Thousands of local newspapers have turned into ghosts of their former selves, according to a new study from UNC's Center for Innovation and Sustainability in Local Media at the School of Media and Journalism. The study defines these 'ghost newspapers' as having diminished quality, quantity and scope of their editorial content.
The two-year news desert research study, made possible by grants from the Knight Foundation and UNC's Office of the Provost, also found that almost 200 counties in the U.S. don’t have a local newspaper, and 1,800 local newspapers have gone out of business or merged since 2004.
The counties hit with the greatest loss of local news tend to be low-income, less educated and older, said Penelope Abernathy, report author and Knight Chair in Journalism and Digital Media Economics. Most of the counties without newspapers often came from rural areas in the South.

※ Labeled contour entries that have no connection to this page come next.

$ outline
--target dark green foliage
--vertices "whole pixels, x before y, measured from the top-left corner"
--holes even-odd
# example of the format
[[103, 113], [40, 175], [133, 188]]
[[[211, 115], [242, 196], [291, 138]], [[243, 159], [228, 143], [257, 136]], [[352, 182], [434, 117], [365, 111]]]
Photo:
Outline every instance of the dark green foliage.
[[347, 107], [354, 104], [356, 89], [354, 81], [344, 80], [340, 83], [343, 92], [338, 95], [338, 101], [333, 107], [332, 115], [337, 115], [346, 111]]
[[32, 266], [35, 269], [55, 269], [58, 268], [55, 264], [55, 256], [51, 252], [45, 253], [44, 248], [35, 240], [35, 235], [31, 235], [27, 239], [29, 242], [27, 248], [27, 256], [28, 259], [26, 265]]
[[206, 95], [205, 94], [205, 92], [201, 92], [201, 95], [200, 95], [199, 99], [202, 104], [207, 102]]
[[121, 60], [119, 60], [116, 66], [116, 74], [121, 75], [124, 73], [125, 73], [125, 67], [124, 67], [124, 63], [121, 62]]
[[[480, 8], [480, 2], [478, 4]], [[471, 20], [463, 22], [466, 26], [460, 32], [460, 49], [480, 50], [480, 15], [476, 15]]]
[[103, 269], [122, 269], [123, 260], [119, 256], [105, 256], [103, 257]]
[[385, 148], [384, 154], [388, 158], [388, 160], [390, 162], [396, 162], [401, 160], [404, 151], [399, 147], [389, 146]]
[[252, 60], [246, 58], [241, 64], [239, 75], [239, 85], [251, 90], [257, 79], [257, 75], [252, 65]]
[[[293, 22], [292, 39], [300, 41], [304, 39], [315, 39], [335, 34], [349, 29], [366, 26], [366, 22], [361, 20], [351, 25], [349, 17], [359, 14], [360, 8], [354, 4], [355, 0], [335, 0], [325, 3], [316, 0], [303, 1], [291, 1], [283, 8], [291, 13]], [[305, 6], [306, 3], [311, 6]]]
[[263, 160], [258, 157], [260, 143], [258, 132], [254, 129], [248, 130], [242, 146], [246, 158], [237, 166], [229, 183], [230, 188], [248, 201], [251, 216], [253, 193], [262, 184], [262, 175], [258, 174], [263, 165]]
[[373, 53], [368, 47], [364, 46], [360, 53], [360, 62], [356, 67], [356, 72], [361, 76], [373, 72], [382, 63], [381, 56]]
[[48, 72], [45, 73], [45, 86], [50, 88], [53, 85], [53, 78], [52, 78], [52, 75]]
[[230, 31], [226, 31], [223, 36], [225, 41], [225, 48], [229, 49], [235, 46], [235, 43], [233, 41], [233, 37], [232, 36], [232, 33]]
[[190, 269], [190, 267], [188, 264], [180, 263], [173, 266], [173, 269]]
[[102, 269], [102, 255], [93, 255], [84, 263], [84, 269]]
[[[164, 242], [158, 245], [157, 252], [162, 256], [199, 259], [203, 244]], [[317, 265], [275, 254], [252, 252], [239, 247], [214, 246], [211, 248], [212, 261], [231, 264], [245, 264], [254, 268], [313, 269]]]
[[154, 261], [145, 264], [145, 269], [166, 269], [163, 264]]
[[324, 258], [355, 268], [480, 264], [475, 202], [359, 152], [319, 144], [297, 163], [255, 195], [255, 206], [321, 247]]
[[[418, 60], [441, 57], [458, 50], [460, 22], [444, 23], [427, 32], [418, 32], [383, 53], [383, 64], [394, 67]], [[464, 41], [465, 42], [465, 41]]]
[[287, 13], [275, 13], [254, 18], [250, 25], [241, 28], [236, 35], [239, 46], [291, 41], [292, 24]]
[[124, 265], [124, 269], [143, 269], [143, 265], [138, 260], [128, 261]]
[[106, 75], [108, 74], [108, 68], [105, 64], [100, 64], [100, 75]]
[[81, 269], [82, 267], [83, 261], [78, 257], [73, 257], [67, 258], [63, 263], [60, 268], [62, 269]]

“They're exactly the kind of communities that need strong news to help them see the way to the future,” Abernathy said. “So my first priority is trying to help prioritize both nonprofit, as well as for-profit spending and research into developing business models for those communities most at risk.”
The study brought industry databases together along with several UNC graduate and undergraduate researchers. Junior Natasha Townsend, a copy staffer for The Daily Tar Heel, became involved with the project this summer. As an aspiring journalist, she said she found the report disheartening for newspapers.